In an complex event driven system, often the event needs to go through many steps where data needs to divided into few queues, sometime it requires to merged to get an output.
Copier: The job of a copier is to take a single stream of work items and duplicate it out into two or more identical streams.
Filter: The role of a filter is to reduce a stream of work items to a smaller stream of work items by filtering out work items that don’t meet particular criteria.
Splitter: divide them into two separate work queues without dropping any of them.
Sharder: divide up a single queue into an evenly divided collection of work items based upon some sort of shard‐ ing function.
Merger: the job of a merger is to take two different work queues and turn them into a single work queue.
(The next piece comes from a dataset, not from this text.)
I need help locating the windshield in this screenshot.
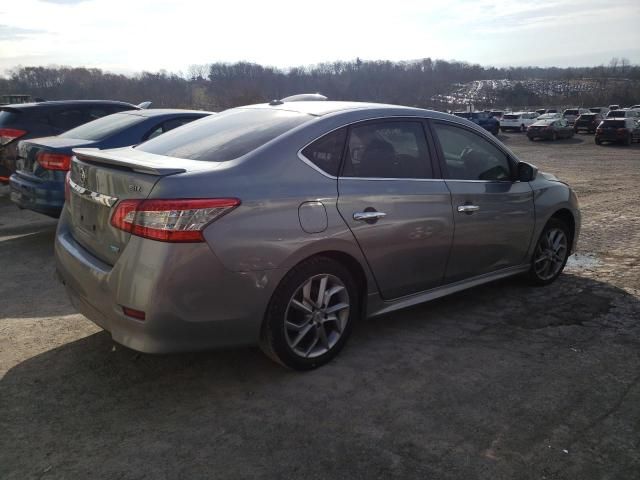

Coordinated Batch processing:
To achieve more complex event driven architecture, we are going to need more coordinated batch processing techniques.
Join (or Barrier Synchronization) : In merge, it does not ensure that a complete dataset is present prior to the beginning of processing but when it comes to join, it does not complete until all of the work items that are processed. It reduces the parallelism that is possible in the batch workflow, and thus increases the overall latency of running the workflow.
Reduce : Rather than waiting until all data has been processed, it optimistically merge together all of the parallel data items into a single comprehensive representation of the full set. In order to produce a complete output, this process is repeated untill all of the data is processed, but the ability to begin early means that the batch com‐ putation executes more quickly overall.